Foreign Affairs Minister Mélanie Joly says Canada is in line with Washington in saying Palestinians cannot be forced out of the Gaza Strip.
Joly made the comments as word emerged that 32 more Canadians had fled Gaza for Egypt, bringing the total so far to 107. Another 500 are still hoping to leave.
Joly says the numbers are consistent with other countries similar to Canada, and that Ottawa had called on Israel and Egypt to allow the evacuations to happen.
The Liberals say they hope now that Israel has agreed to allow daily four-hour pauses in its offensive, that will make it easier for Canadians to get out.
Joly says those pauses should also allow humanitarian aid to get in to Gaza.
She also says that Canada’s head of consular cases is in the Middle East, trying to help secure the release of hostages being held by Hamas.
Gaza, Joly said, is currently the most difficult place on earth to live.
“We’ve been ready since the first days following the attacks on Israel to evacuate Canadians in in Gaza,” she said Thursday from Vancouver.
Earlier in the day, Global Affairs Canada said 32 more people with links to Canada had been able to leave Gaza for Egypt by way of the Rafah border crossing.
Originally, there were 40 Canadian names on the list of approved evacuees; the department did not explain what changed. But officialssay the situation at the border is volatile and chaotic, and that people are only asked to make their way to the crossing when it’s clear they can get through.
Indeed, the crossing had been reported closed earlier in the day as hundreds of people with links to Canada awaited news of when — and whether — they would be able to escape the besieged Palestinian territory.
On Tuesday, 75 Canadian citizens, permanent residents and their families were the first people with ties to Canada to leave the territory since the war between Israel and Hamas began a month ago.
But no Canadians were able to cross on Wednesday, with a U.S. State Department spokesperson saying the border had been closed because of a “security circumstance,” offering little additional detail.
People coming from Gaza will be allowed to stay in Egypt for up to three days, and the Canadian government is providing them with accommodation and basic essentials during that time.

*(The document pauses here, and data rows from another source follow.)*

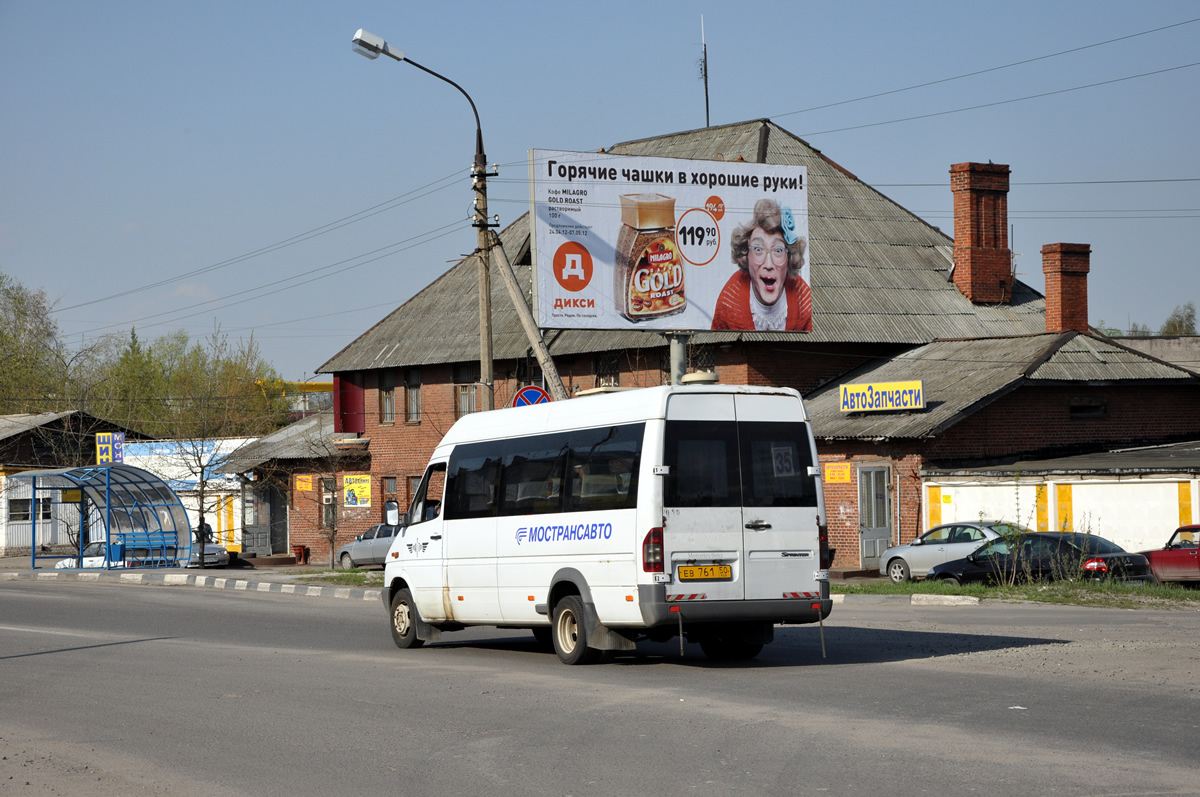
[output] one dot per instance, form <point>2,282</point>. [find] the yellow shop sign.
<point>882,395</point>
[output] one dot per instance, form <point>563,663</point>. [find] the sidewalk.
<point>241,576</point>
<point>244,576</point>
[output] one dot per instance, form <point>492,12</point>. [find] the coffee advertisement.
<point>669,244</point>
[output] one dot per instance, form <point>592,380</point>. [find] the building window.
<point>465,378</point>
<point>609,369</point>
<point>1087,407</point>
<point>19,510</point>
<point>529,373</point>
<point>387,396</point>
<point>413,395</point>
<point>702,357</point>
<point>329,503</point>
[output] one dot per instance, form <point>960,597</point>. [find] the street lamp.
<point>371,46</point>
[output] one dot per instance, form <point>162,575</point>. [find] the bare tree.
<point>1182,321</point>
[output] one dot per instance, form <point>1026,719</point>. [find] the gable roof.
<point>963,376</point>
<point>880,274</point>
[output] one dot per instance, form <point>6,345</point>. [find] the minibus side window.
<point>702,457</point>
<point>427,501</point>
<point>533,473</point>
<point>775,459</point>
<point>603,467</point>
<point>473,480</point>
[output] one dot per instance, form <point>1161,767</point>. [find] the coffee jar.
<point>649,270</point>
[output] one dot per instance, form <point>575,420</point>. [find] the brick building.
<point>1006,370</point>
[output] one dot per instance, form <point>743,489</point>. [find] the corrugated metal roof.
<point>961,376</point>
<point>880,274</point>
<point>1175,457</point>
<point>309,438</point>
<point>19,424</point>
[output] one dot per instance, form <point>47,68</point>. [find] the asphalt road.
<point>175,690</point>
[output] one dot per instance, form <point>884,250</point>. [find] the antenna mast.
<point>703,66</point>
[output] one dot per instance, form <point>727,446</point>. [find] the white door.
<point>702,499</point>
<point>779,498</point>
<point>874,516</point>
<point>420,545</point>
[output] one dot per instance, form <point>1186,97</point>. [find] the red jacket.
<point>732,309</point>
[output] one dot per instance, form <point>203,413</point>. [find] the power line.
<point>1001,102</point>
<point>390,204</point>
<point>448,229</point>
<point>946,184</point>
<point>994,69</point>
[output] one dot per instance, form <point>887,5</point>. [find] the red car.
<point>1179,559</point>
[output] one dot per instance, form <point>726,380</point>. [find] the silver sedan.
<point>939,545</point>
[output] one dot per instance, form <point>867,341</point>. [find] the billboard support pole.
<point>678,357</point>
<point>553,382</point>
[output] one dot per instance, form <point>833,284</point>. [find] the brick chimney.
<point>1066,267</point>
<point>983,263</point>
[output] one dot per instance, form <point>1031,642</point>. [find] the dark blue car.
<point>1044,556</point>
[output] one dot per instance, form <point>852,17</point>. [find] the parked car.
<point>1180,558</point>
<point>93,557</point>
<point>215,556</point>
<point>939,545</point>
<point>1045,556</point>
<point>369,547</point>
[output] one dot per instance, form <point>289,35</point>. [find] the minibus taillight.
<point>652,551</point>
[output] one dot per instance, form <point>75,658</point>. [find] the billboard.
<point>667,244</point>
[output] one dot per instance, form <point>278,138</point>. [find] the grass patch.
<point>354,577</point>
<point>1074,593</point>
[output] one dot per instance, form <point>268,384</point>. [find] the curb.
<point>360,593</point>
<point>906,600</point>
<point>189,580</point>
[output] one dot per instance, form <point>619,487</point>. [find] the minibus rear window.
<point>747,463</point>
<point>702,457</point>
<point>775,460</point>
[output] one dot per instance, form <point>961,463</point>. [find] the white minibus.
<point>610,519</point>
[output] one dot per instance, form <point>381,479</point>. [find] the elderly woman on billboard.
<point>767,291</point>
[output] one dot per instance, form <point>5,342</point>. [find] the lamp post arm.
<point>479,131</point>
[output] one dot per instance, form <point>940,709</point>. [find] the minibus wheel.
<point>570,633</point>
<point>403,621</point>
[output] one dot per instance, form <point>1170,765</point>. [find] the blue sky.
<point>238,165</point>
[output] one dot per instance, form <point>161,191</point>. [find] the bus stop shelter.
<point>135,514</point>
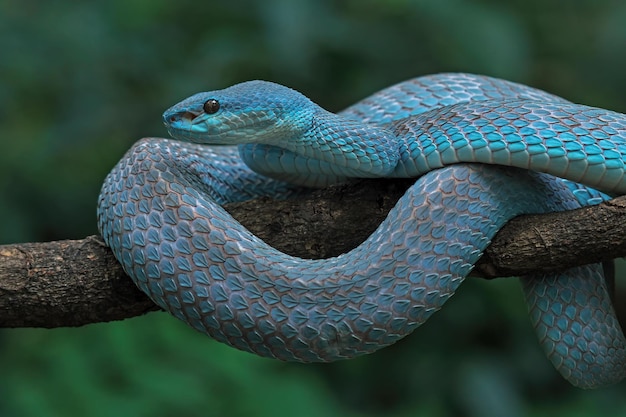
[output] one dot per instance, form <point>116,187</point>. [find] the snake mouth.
<point>184,117</point>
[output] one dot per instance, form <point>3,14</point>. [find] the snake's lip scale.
<point>160,212</point>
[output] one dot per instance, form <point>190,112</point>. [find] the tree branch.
<point>76,282</point>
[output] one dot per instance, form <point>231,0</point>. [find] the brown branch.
<point>76,282</point>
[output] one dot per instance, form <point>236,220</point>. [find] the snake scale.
<point>482,150</point>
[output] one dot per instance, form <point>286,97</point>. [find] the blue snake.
<point>482,150</point>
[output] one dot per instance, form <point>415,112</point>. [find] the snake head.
<point>250,112</point>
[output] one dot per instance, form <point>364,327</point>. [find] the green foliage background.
<point>81,81</point>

Thursday’s news came as Prime Minister Justin Trudeau urged Israel to ensure that the newly agreed-upon humanitarian pauses in the fighting would last long enough for people to leave the area and for aid to arrive.
The White House confirmed Israel had agreed to put in place a daily four-hour humanitarian pause in what has been a relentless assault on Hamas in northern Gaza.
U.S. President Joe Biden said that move came after he called on Israel to cease bombardment for three or more days in the hopes that Hamas would release hostages, though he said there was “no possibility” of a ceasefire.
The Israelis have committed to announcing each four-hour window at least three hours in advance, said National Security Council spokesman John Kirby. The first humanitarian pause to be announced Thursday, he added.
Israel was also opening a second corridor for civilians to flee the areas that are the current focus of its military campaign against Hamas, Kirby said, with a coastal road joining the territory’s main north-south highway.
Trudeau said he’s hopeful the latest developments can lead to deeper long-term discussions about how Israelis and Palestinians can live beside each other in peace.
“We’ve been calling for weeks now for humanitarian pauses,” he told a news conference.
“They need to be significant; they need to last long enough to get people out (and) to get supplies in. And we have to start using them to start thinking about what the medium term and long term is.”
Trudeau said that needs to include “a Jewish state of Israel” alongside “a viable Palestinian state … where they are both secure; where they are both able to protect their citizens and flourish.”
He said Canada would help in the efforts to secure a two-state solution.
Early Thursday morning, some Canadian evacuees arrived at Toronto Pearson International Airport after fleeing through Rafah and boarding a 12-hour flight to Canada from Cairo.
A couple in their 50s embraced their son, who was waiting for them at the arrivals area. The family then quickly left the airport, headed for their home in London, Ont.
The Gaza Strip has been bombarded by thousands of Israeli airstrikes since Hamas militants stormed through the Gaza border on Oct. 7.
Israel’s government says those surprise attacks killed 1,400 Israelis and another 240 people were taken hostage.
The Health Ministry in Gaza, which has been governed by Hamas since 2007, has put the Palestinian death toll above 10,500 people, and it reports that more than 4,000 of them were children. Canada has listed Hamas as a terrorist organization since 2002.
A worsening humanitarian crisis in Gaza, which has been largely cut off from the delivery of aid, has international aid organizations calling for a ceasefire and for food, water and medical supplies to be allowed to enter the region.
Federal officials have said there are more than 400 Canadians, permanent residents and their families in Gaza and that Canada has no direct control over the evacuation from the enclave.
Global Affairs Canada has also warned the situation is “fluid and unpredictable” and subject to rapid change.
“Canada does not determine when or how many persons can cross each day,” it said in a statement late Wednesday afternoon.
“Canada continues to engage all relevant parties to ensure that Canadian citizens, permanent residents and their eligible family members presently in Gaza can exit safely and promptly.”